Elkus’s departure point is a summary of a recent academic conference, “Fifteen Years After the Zapatistas,” posted at the Harvard International Review blog, beginning April 13, 2009. This summary barely alludes to netwar aspects, or even to the once-important roles of activist NGO networks. But the summary does convey a critical understanding of what has happened in the Zapatista zone in Chiapas, and to the Zapatista movement more broadly throughout Mexico:
[E]ven the most ardent supporters of the Zapatistas [at the conference] admitted that the militants, who have largely given up violent struggle, have not replaced it with a realistic alternative tool of social change. Zapatistas today continue to experiment with the creation of “autonomous” zones of power in Chiapas, where they have set up parallel institutions of governance. Panelists disagreed about the efficacy of these institutions in political and juridical terms, but not in economic terms: the Zapatistas have not created a viable model of economic autonomy for poor peasants. At the same time, the turn inward, and away from the state, has rendered the Zapatistas less effective at reforming the Mexican state. While some panelists saw the Zapatista experiments as noble efforts to create alternative political structures that are more democratic than those of the wider society, others argued that the Zapatistas had missed an opportunity to build a broad movement to reform the state.These are important points not only for understanding the dynamics of netwar and counternetwar, but also for another key aim of this blog: understanding the nature of tribal peoples and their forms of organization, pursuant to fleshing out the TIMN framework. The conference summary makes the Zapatista indigenas appear to be leading rather unhappy lives fraught with poverty and inequity, as though the Zapatista movement were a failure. But two blogpost commenters, presumably outside anthropologists, insist that many indigenas are living just fine in Chiapas, in accordance with the traditional cosmologies and values that they had fought to defend — and, the commenters scold, the conference participants do not understand this.

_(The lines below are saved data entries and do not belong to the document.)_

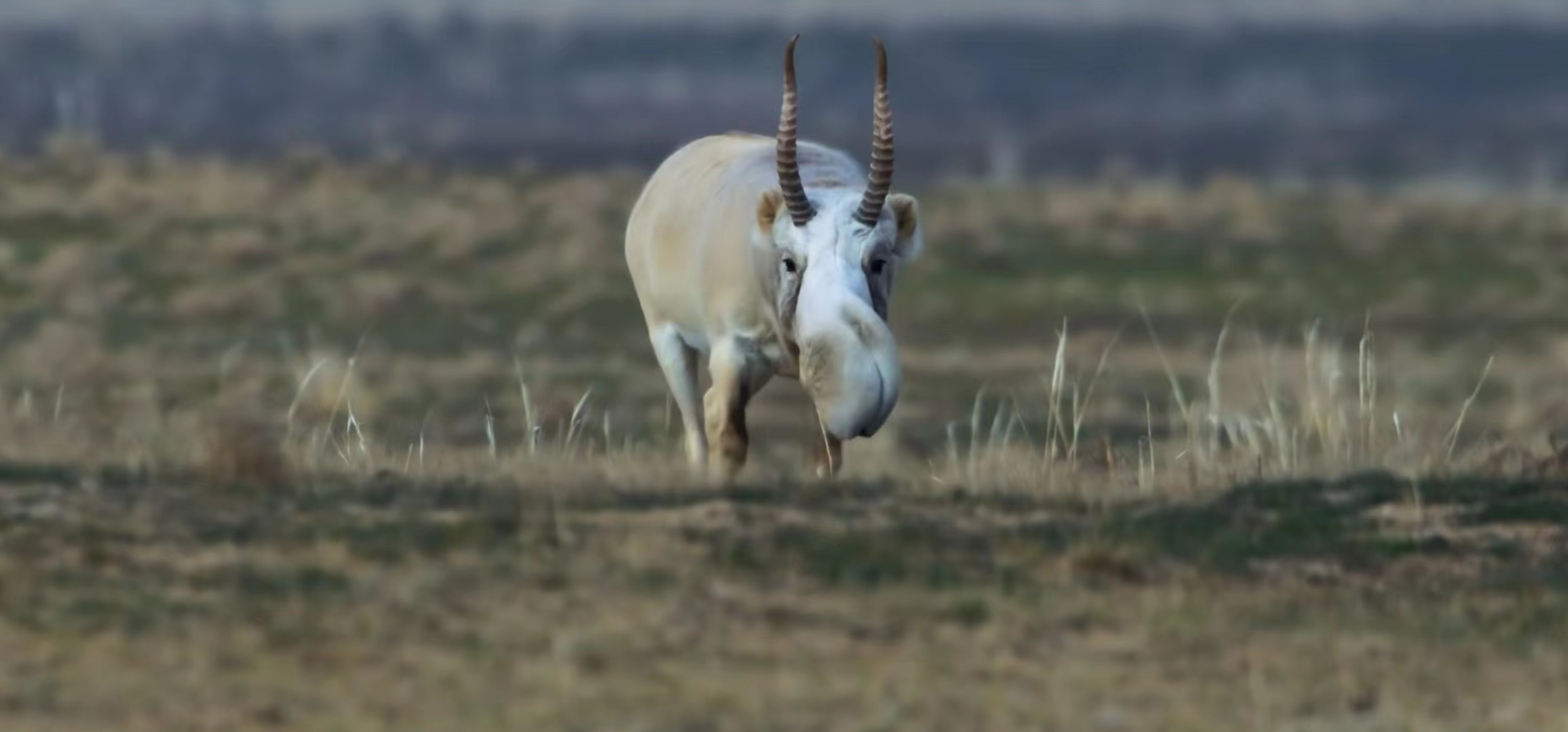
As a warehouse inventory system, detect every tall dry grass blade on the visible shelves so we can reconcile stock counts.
[511,356,539,454]
[284,357,331,439]
[1446,356,1496,463]
[969,387,985,481]
[566,387,592,450]
[484,396,495,461]
[1209,301,1242,459]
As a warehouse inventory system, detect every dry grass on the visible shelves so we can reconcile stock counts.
[0,136,1568,731]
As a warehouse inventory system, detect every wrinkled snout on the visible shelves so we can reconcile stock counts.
[800,307,900,440]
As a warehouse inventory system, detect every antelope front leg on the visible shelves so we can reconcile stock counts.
[703,342,768,484]
[811,421,844,479]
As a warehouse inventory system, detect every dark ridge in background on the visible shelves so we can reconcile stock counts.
[12,13,1568,185]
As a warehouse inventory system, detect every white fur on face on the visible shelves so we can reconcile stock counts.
[775,196,900,439]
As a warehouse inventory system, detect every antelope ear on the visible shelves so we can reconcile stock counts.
[886,193,925,263]
[757,190,784,234]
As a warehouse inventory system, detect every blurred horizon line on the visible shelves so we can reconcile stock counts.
[9,0,1568,31]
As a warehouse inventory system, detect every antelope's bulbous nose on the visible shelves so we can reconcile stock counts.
[800,311,899,440]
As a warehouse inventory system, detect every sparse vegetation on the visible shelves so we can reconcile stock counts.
[0,140,1568,731]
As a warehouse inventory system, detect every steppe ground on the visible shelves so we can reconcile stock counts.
[0,140,1568,732]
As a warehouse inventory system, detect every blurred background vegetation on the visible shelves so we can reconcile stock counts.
[0,0,1568,732]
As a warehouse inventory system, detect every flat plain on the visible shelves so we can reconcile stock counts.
[0,140,1568,731]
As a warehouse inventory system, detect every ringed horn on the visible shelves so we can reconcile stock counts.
[778,33,892,226]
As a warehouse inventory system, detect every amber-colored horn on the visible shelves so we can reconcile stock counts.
[855,38,892,226]
[778,33,817,226]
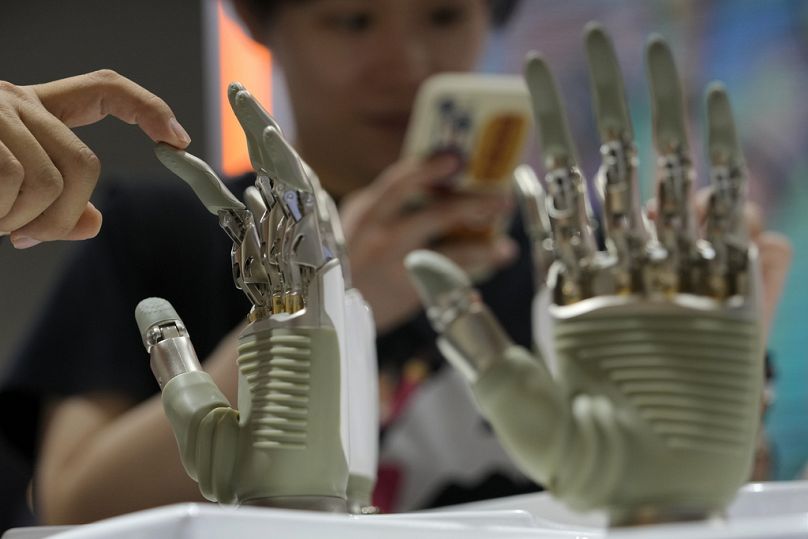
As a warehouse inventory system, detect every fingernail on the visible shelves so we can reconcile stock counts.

What calls my attention here is the commenter’s elevation of the bright side of tribalism as something valuable that should not be discarded in today’s market-mad world. Tribalism’s dark side has become daily news, particularly in reportage about Taliban excesses, Somali piracy, and Mexican gang-fights. But as the two commenters point out — and as Bolivia’s President Evo Morales elaborates in a recent speech — the bright side has much to offer, especially where people are attuned to living in balance with nature and kinfolk, forsaking many material possessions.

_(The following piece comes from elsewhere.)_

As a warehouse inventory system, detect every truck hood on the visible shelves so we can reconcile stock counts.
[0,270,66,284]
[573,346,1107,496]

Expressed in TIMN terms about long-range social evolution, this means that there are many people who would rather live according to idealized T-type practices than deal with the stresses and strains of the T+I+M+N progression. I’m fully in favor of the TIMN progression; that’s how major societies progress and great civilizations rise (and fall). But it’s evident that many traditional peoples in diverse places around the world, from the jungles of Mexico to the valleys and mountains along Pakistan’s border with Afghanistan, think otherwise. They are bound into their ancient tribal ways and determined to defend them, no matter what, and no matter how. Globalization — and the attendant intrusions of outside actors — are just making them feel more so (as I've discussed elsewhere).
All very interesting. Enough to prompt a rethinking of U.S. prospects, policies, and strategies in distant battlegrounds?
But I’ll end on a different note: In a sense, the significance of the Zapatista social netwar is barely about the Zapatista indigenas in Chiapas and their particular expression of the tribal (T) form. Instead, it’s more about the world at large, the growing role of the +N network form, and the fusion of T and +N forces among modern actors who are not indigenas.
This netwar was able to occur in 1994 because so many activist NGOs were already networked and mobilized outside of Mexico, ready for a new target, after having tried (quite unsuccessfully) to protest U.S. policy in Central America and/or halt passage of NAFTA. Then, years later, as we discuss in the Appendix, many Mexican and foreign NGOs turned away from the Zapatista struggle to focus (quite successfully) on other high-impact efforts: e.g., in 1999, the protest movement known as the “Battle of Seattle”; and in 2000, the presidential campaign and election in Mexico that displaced the ruling PRI party from power. In sum, the Zapatista social netwar was about much more than the Zapatistas.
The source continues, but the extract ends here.